Mother’s Day

I always feel a pang in the run up to Mother’s Day, watching people in the supermarket picking out flowers and cards for their Mums. It makes me sad and left out. Mother’s Day FOMO.

If I remember rightly, we didn’t make much effort for my poor old Mum, I wish we’d done better. Hindsight can be hard. Sometimes you don’t know what you don’t know until it’s too late.

Not having a Mum is rubbish.

Having said all that, and knowing I should have done more, when it comes to my own approach to Mother’s Day I’ll admit I’ve always been extremely high maintence. I want it all – the lie-in, the cards, the food. The day Will bought me Thornton’s chocolates still goes down in history because I worked out he’d got them from Tesco and threw a hissy fit. Not my finest hour. Or his!

This year I’ve turned over a new leaf. Enough of the Princess act. Ne’re a hint dropped. I’m happy and proud to report that the boys stepped up to the plate, with a full-on fry-up they cooked themselves and a 12″ vinyl of Guns & Roses greatest hits. They know me well. Took me right back to their glory years – and mine. I saw the band at Wembley Stadium and they blew me away. I remember we left a song early to beat the rush, ‘Paradise City’ belting out into the night as we crossed the car park and headed for home. Ear drums numb, voices long gone.

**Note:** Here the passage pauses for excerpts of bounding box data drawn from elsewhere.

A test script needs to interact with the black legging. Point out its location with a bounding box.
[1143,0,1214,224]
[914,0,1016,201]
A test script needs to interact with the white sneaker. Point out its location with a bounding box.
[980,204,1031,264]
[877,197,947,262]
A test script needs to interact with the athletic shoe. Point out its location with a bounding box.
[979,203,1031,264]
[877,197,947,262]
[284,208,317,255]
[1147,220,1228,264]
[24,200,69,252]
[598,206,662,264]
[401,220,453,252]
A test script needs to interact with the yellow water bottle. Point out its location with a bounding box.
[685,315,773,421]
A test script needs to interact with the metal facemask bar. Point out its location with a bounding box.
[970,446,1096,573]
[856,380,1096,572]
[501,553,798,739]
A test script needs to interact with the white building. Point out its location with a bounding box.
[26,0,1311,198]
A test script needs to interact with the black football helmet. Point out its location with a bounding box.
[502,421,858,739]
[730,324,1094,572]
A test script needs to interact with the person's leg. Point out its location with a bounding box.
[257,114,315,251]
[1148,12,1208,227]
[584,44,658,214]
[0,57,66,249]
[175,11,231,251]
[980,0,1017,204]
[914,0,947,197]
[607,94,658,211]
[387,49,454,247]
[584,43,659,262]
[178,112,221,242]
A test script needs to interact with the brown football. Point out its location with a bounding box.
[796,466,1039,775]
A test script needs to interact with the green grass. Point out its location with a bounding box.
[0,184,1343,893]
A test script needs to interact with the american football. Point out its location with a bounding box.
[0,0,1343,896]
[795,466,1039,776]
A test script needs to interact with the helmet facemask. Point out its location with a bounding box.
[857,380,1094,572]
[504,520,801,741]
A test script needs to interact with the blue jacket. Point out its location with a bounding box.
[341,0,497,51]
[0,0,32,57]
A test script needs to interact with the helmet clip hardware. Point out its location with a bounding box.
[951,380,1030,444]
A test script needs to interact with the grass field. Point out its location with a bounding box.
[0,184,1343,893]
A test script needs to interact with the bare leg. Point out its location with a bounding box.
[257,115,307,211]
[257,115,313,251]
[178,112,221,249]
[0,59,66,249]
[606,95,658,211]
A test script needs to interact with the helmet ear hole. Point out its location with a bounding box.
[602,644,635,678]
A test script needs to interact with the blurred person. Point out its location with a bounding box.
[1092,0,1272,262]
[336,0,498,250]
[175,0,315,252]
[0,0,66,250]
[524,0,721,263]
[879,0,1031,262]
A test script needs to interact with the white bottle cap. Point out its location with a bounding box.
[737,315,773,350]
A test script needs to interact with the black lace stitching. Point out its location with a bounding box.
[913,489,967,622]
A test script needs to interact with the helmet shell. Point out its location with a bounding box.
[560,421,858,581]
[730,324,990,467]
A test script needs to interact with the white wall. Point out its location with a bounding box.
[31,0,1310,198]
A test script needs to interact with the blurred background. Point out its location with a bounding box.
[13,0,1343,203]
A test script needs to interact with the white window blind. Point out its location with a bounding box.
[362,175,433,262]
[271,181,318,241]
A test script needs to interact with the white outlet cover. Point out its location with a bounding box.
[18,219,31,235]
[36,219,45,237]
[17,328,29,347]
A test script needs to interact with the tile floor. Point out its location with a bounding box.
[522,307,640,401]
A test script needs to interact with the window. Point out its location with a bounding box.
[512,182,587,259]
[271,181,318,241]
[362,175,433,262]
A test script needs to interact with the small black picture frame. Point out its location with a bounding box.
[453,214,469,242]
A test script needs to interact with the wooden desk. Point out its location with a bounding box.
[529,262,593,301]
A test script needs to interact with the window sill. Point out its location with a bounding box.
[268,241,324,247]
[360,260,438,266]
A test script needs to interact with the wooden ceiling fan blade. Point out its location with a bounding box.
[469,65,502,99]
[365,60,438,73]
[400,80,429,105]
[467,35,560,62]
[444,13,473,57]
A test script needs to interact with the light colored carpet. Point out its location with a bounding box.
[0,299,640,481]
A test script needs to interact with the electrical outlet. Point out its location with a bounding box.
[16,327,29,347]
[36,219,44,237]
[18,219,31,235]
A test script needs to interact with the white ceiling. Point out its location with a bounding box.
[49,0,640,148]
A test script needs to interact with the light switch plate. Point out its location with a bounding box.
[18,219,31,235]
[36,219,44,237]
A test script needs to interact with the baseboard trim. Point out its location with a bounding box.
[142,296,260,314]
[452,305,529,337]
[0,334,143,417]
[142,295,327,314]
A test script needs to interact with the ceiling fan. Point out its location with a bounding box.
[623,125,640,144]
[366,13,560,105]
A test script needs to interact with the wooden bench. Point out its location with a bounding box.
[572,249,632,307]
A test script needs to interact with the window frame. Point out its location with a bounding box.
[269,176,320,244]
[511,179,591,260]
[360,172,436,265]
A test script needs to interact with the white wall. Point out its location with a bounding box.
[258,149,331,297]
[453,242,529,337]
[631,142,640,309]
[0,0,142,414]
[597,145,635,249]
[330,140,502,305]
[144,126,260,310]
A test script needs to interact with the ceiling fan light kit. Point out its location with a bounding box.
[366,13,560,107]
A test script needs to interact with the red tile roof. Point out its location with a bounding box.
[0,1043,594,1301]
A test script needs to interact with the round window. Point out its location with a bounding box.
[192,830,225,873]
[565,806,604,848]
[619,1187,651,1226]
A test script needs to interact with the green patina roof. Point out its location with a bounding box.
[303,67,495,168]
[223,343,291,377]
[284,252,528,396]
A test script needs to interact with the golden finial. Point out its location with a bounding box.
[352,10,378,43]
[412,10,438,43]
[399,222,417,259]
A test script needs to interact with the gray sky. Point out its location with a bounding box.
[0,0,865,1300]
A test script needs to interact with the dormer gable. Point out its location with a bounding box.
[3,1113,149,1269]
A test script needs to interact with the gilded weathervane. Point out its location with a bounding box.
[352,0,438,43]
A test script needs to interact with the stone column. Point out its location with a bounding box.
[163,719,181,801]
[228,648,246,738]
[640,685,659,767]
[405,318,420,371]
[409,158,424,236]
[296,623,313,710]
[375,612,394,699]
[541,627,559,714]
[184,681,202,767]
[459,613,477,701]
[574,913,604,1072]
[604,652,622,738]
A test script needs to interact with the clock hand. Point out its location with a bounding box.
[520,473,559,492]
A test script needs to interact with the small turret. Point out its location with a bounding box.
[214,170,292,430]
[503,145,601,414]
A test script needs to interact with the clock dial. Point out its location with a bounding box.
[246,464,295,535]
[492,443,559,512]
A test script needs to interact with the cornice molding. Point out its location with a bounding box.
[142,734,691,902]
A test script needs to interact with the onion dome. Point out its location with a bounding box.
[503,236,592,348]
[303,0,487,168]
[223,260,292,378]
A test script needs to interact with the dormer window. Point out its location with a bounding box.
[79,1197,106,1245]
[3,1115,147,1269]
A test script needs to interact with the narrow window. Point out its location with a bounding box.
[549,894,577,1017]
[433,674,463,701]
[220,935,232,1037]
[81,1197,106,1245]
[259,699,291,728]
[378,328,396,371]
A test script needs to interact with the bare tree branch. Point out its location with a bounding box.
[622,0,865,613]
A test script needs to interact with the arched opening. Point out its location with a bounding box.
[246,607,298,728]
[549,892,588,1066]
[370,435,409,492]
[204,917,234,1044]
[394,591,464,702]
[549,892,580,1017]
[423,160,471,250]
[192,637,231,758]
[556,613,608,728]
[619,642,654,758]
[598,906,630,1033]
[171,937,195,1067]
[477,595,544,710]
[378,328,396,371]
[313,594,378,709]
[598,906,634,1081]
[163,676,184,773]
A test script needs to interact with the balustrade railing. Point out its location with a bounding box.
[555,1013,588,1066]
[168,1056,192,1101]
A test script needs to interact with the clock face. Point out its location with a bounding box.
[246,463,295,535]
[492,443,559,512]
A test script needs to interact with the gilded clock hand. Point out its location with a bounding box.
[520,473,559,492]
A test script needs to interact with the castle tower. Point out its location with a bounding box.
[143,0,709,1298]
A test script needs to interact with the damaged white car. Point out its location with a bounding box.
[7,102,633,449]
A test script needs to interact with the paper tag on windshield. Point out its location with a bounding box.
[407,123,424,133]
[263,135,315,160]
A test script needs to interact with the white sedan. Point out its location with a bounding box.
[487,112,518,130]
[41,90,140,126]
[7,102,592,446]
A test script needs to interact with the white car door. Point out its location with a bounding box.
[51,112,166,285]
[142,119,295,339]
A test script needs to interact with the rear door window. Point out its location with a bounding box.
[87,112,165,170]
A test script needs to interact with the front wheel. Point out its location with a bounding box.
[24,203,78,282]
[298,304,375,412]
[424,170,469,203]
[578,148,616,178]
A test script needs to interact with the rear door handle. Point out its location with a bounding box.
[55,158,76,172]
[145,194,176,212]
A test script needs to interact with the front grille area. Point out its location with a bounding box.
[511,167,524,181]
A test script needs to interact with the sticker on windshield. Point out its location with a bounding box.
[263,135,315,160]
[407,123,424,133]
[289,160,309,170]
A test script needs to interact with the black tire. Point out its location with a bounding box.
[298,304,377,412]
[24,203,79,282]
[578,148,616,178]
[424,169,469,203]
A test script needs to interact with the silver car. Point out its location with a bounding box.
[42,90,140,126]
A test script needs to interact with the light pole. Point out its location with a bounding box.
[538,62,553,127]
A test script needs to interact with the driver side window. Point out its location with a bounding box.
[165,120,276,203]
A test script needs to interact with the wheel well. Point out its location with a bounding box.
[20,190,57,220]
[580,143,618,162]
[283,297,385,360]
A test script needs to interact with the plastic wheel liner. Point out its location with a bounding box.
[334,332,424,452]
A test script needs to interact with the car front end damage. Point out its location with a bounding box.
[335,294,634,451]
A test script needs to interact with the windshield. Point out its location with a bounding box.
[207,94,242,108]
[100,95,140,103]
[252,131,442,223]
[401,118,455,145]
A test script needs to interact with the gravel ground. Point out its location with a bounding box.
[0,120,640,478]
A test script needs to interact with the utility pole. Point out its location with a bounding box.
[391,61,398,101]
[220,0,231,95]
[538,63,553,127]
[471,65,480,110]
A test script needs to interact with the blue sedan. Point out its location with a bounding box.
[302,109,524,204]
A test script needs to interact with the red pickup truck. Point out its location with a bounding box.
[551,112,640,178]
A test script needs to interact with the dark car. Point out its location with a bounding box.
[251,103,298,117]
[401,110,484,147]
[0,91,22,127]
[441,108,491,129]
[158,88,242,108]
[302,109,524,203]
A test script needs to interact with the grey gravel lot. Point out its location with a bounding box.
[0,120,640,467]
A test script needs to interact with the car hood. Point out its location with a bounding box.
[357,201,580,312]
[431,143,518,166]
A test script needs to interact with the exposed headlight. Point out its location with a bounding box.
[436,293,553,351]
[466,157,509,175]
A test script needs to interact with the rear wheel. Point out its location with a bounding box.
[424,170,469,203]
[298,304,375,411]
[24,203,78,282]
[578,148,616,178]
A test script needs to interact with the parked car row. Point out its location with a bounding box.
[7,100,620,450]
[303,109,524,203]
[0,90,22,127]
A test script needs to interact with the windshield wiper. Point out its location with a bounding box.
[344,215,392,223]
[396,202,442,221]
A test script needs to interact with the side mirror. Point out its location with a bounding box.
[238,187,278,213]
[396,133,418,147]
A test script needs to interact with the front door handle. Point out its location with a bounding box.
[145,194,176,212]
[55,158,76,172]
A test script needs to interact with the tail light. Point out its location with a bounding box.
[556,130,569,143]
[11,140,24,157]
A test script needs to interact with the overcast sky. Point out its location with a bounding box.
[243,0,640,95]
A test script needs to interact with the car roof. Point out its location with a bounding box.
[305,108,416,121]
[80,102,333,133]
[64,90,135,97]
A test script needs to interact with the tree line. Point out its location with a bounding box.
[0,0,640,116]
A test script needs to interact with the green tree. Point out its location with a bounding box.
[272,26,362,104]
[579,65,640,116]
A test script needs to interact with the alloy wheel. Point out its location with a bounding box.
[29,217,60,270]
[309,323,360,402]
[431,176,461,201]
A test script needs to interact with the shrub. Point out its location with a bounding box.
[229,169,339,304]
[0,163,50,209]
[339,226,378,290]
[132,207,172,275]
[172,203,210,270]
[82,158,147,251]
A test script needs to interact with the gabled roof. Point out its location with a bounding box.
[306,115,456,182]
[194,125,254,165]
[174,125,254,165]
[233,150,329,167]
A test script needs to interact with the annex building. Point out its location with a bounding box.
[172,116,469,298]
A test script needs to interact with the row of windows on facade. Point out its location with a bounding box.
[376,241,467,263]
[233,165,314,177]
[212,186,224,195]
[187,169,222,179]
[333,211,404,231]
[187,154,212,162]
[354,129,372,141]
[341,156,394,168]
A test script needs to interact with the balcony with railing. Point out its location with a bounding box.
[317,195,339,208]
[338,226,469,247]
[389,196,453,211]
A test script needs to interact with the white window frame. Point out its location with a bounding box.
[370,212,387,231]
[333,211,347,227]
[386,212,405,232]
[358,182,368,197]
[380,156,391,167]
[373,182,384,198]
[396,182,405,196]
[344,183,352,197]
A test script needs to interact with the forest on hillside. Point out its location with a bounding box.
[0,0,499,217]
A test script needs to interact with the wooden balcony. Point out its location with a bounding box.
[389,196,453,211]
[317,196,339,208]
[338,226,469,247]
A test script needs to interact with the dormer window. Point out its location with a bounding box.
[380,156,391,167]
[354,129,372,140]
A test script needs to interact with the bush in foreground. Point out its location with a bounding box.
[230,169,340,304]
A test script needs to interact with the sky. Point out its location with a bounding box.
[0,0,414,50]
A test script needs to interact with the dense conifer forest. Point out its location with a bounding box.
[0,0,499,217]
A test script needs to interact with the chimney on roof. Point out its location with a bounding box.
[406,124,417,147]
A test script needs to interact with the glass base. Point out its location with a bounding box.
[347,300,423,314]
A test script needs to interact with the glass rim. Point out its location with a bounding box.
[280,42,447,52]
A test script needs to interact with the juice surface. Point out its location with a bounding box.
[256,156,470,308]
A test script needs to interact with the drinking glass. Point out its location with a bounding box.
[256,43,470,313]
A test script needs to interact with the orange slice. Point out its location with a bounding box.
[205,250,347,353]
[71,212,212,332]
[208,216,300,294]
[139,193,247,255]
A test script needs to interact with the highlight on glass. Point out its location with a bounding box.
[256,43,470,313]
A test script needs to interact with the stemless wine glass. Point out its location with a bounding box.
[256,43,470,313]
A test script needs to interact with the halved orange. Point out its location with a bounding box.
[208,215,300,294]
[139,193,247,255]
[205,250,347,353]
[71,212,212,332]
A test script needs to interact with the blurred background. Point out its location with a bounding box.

I tried to burn the sausages, bacon, eggs, black pudding, mushrooms and fried bread I’d had for breakfast, off at tennis. It took a while to get my eye in and move from a lumber to a sprint. This resulted in a 0-6 annihilation in the first set, we made a better fist of the second losing only 2-4, and then pulled it out of the bag in the third with a 5-3 win.

Onwards, and more calories burned walking Dolly home from Snelsmore. It takes an hour start to finish and she has to be on a long line or will literally run back to Eddie (who dropped us off). Sunday is completely rammed with a million dog walkers and kids, who seem to have developed a new trick of going through a gate and then stopping for a chat. This leaves Dolly and I waiting for them to move. Sometimes we wait so long that we give up and go a different way. Today we brazened it out and it was with significant satisfaction I watched three chatting Dads jump out of their skins when we appeared behind them. Canapes.

Roast chicken’s in the oven with all the trimmings prepped. I have a herbal tea in hand as I type this, while I contemplate a celebratory Mother’s Day Bloody Mary which will absolutely be a mistake if I go ahead with it. Which I will. Sod it.